- Born: July 23, 1944 Erin, Ontario, Canada
- Died: March 19, 2007 (aged 62) Sudbury, Ontario, Canada
- Occupations: poet, translator, academic
- Writing career
- Period: 1970s-2000s
- Notable work: Humains paysages en temps de paix relative

= Robert Dickson (writer) =

Canadian poet, translator and academic

Robert Dickson (July 23, 1944 - March 19, 2007) was a Canadian poet, translator and academic. Born and raised in Erin, Ontario, he spent much of his life and career living in Sudbury.

He studied French language and literature at the University of Toronto and Université Laval, receiving his doctorate in 1972, and spent his academic career as a professor for the Department of French Studies and Translation at Laurentian University in Sudbury. He won the Governor General's Award for French language poetry in 2002, for his book Humains paysages en temps de paix relative (ISBN 978-2894231449).

His first poetry collection, Une bonne trentaine (ISBN 978-0889840447) was published by The Porcupine's Quill in 1975, the only French language work ever published by that company. A poem from that collection, "Au nord de notre vie", was set to music by the folk rock group CANO, and came to be adopted as an anthem of Franco-Ontarian culture. His later poetry collections, all published by Prise de parole, included Or(é)alité (1978, ISBN 978-0920814093), Abris nocturnes (1986, ISBN 978-0920814888), Grand ciel bleu par ici (1997, ISBN 978-2894230664) and Libertés provisoires (2005, ISBN 978-2894231753).

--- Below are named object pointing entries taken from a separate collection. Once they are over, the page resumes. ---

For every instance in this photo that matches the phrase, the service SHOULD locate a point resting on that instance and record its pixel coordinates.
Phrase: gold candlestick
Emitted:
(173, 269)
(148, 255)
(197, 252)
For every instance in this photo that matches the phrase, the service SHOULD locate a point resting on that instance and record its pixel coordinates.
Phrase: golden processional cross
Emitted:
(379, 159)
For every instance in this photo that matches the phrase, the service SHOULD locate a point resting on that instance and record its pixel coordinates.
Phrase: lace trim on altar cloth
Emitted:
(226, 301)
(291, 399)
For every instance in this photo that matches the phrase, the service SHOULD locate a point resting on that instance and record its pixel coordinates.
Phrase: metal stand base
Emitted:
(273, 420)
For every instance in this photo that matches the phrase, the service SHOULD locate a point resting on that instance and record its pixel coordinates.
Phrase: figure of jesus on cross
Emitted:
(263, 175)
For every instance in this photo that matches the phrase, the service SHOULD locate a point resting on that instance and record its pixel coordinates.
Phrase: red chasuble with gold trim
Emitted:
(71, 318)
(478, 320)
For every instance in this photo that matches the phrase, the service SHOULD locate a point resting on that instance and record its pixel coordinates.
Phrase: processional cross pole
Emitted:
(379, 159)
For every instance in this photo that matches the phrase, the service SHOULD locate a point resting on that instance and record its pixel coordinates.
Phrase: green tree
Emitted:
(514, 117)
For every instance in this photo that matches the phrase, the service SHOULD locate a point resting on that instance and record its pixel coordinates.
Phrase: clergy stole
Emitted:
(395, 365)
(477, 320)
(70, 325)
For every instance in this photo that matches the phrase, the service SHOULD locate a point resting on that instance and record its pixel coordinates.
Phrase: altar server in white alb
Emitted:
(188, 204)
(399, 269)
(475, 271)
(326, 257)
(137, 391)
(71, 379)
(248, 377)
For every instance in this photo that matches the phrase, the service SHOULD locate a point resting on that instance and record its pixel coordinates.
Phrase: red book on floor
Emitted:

A compilation of his poetry, translated into English by Jo-Anne Elder, was published by Guernica Editions under the title Human Presences and Possible Futures (2013, ISBN 978-1550716665).

He also translated both French and English literary works, including English translations of works by Jean-Marc Dalpé and French translations of works by Tomson Highway and Lola Lemire Tostevin.

Over the course of his career, he was also awarded the Prix du CCRCF from the University of Ottawa's Centre for Research on French Canadian Culture and the Prix Nouvel-Ontario, and was named to the Ordre de la Pléiade in 2005.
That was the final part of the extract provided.